Trump’s endorsement comes less than a day after he said he would leave some social safety net programs including Medicaid intact during an interview with Fox News.
“Medicare, Medicaid — none of that stuff is going to be touched,” he told Fox News's Sean Hannity. “We won’t have to.”
But the House GOP’s strategy currently calls for finding $880 billion in savings from the committee with jurisdiction over Medicaid to pay for Trump's tax cut extension and border security priorities. Medicaid provides health care to 72 million low-income Americans. As of last year, about 37 million people were either enrolled in the Children's Health Insurance Program or were children on Medicaid.
On the campaign trail, Trump indicated an openness to making cuts to federal entitlement programs.

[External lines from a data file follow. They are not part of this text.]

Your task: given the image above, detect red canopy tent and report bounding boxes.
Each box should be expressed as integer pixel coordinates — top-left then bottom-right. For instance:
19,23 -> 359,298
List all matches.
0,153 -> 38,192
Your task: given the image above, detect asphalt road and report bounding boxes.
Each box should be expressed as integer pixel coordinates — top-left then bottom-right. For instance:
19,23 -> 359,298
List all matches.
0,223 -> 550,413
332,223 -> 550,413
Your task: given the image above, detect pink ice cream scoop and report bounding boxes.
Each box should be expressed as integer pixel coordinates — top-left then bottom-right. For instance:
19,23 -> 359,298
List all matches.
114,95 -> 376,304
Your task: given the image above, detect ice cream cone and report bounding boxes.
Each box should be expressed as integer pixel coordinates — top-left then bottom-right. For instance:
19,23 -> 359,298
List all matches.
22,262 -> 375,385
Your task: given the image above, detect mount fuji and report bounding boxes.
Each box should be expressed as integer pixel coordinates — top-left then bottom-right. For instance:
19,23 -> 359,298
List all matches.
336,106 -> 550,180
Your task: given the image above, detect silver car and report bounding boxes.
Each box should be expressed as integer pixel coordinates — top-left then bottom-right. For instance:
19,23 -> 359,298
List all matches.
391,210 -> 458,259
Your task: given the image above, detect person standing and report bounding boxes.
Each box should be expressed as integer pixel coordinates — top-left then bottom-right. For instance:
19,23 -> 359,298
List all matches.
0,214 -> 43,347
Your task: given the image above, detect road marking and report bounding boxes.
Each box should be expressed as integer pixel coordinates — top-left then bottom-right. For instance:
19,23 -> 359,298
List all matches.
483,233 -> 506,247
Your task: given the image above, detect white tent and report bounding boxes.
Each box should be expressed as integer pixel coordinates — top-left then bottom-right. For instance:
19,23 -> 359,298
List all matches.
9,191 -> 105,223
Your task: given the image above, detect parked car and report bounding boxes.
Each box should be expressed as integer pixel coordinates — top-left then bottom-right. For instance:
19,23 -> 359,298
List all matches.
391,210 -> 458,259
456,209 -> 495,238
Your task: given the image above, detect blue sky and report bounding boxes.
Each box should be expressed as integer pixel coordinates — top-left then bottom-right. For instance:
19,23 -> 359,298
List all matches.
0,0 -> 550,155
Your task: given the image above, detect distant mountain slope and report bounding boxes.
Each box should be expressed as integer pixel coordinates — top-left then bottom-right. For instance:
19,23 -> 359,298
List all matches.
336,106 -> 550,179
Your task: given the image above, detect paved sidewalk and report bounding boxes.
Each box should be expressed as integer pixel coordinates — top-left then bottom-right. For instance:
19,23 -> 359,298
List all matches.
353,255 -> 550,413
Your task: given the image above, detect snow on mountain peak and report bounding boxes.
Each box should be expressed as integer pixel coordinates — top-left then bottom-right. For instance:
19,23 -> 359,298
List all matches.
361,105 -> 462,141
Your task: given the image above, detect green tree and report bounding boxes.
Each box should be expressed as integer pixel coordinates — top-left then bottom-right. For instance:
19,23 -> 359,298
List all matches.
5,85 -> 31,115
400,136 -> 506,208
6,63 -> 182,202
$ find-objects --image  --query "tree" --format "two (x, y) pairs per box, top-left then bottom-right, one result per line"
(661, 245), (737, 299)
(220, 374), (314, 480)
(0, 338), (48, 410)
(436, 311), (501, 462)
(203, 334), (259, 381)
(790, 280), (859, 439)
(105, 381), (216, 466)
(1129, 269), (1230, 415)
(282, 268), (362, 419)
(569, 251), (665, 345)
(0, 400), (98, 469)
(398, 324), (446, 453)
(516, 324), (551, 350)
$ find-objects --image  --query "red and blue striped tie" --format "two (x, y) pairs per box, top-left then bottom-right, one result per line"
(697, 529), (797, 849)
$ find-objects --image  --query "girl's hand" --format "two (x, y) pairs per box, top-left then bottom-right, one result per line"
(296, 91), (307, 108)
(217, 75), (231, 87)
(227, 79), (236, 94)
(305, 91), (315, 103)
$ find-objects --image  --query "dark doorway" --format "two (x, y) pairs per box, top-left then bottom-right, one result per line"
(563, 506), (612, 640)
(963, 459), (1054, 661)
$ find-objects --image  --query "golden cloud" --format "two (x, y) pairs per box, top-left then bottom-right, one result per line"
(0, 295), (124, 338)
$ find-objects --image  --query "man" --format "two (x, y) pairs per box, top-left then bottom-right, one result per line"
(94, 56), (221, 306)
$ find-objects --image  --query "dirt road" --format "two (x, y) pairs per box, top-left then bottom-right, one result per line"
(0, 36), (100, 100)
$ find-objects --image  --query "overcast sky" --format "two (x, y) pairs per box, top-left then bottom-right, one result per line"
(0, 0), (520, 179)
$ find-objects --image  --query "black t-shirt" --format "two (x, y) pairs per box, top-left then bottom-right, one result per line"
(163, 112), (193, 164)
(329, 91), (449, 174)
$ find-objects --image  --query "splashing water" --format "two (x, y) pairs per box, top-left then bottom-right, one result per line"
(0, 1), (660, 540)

In a March 2024 interview on CNBC, he said there was “a lot you can do in terms of entitlements in terms of cutting and in terms of also the theft and the bad management of entitlements, tremendous bad management of entitlements.”
With the current makeup of the House, Republicans can only afford to lose one vote to pass the budget resolution, and two GOP representatives from districts that rely heavily on Medicaid have expressed apprehension on the proposal.
Republican Reps. David Valadao (Calif.) and Nicole Malliotakis (N.Y.) both told The Hill they are withholding support of the resolution pending more information about the cuts.